Mix peanut butter with water first ⟶ Don’t just add the peanut butter directly to the pot as it will be difficult to mix in and may separate.
More Hearty Curries & Stews!
If you try out this tempeh & chickpea peanut curry, don’t forget to leave a comment/rating down below and tag me in your photos on instagram @ellielikes.cooking. I love seeing all of your tasty recreations!

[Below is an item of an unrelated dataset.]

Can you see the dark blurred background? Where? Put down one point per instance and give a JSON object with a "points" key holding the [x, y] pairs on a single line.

Tempeh & Chickpea Peanut Curry
- 1 ½ tsp cumin seeds
- 1 tsp coriander
- ¾ tsp turmeric
- ½ tsp smoked paprika
- ¼ tsp cinnamon
- ¼ tsp cayenne pepper
- ¼ tsp black pepper
Peanut Butter Mixture
- ⅓ cup peanut butter
- ½ cup water
- 1 tbsp olive oil
- 1 onion diced
- 3 cloves garlic minced
- 1 inch ginger minced
- 4 oz tempeh crumbled
- 1 bell pepper diced
- 15 oz can tomatoes diced, crushed, or whole
- 2 cups cooked chickpeas
- ¾ cup vegetable broth
- 2 cups chopped spinach
- 2 tsp
- ½ lime juiced
- ½ cup chopped cilantro
- ½ tsp salt adjust to taste
- Mix spices: Combine the spices together in a small bowl and set aside.

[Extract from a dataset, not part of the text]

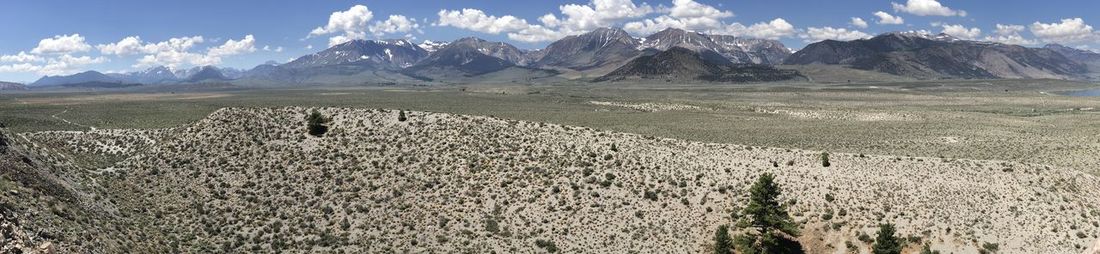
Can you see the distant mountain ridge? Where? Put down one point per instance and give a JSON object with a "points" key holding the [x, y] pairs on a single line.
{"points": [[737, 50], [11, 86], [383, 54], [601, 52], [1075, 54], [939, 56], [90, 76], [686, 64]]}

- Mix peanut butter: In a separate bowl, mix peanut butter and water together until uniform.
- Cook aromatics: Heat olive oil in a large pot over medium heat. Add onions, garlic, ginger, and a pinch of salt and cook until onions turn translucent, about 3 minutes.
- Add tempeh: Use your hands to crumble the tempeh into the pot. Add another pinch of salt and cook, stirring frequently, for 1 minute.
- Add spices: Add the spices and stir for 30 seconds.
- Deglaze pot: Add a few splashes of vegetable broth to deglaze the pot, scraping the bottom for any stuck pieces.
- Add bell peppers and tomatoes: Stir in the bell peppers and tomatoes. If using whole tomatoes, crush them with the back of a large spoon or whatever cooking utensil you're using.
- Add chickpeas and broth: Stir in the chickpeas and vegetable broth. Cover and bring to a boil, then reduce heat to medium low and simmer 10-15 minutes.
- Stir in peanut butter and spinach: Stir in the peanut butter mixture and spinach, then cover and continue cooking another minute or so until spinach wilts.
- Add coconut aminos, lime, cilantro: Turn off the heat. Stir in coconut aminos, lime juice, and cilantro. Taste and add more salt/lime juice as desired.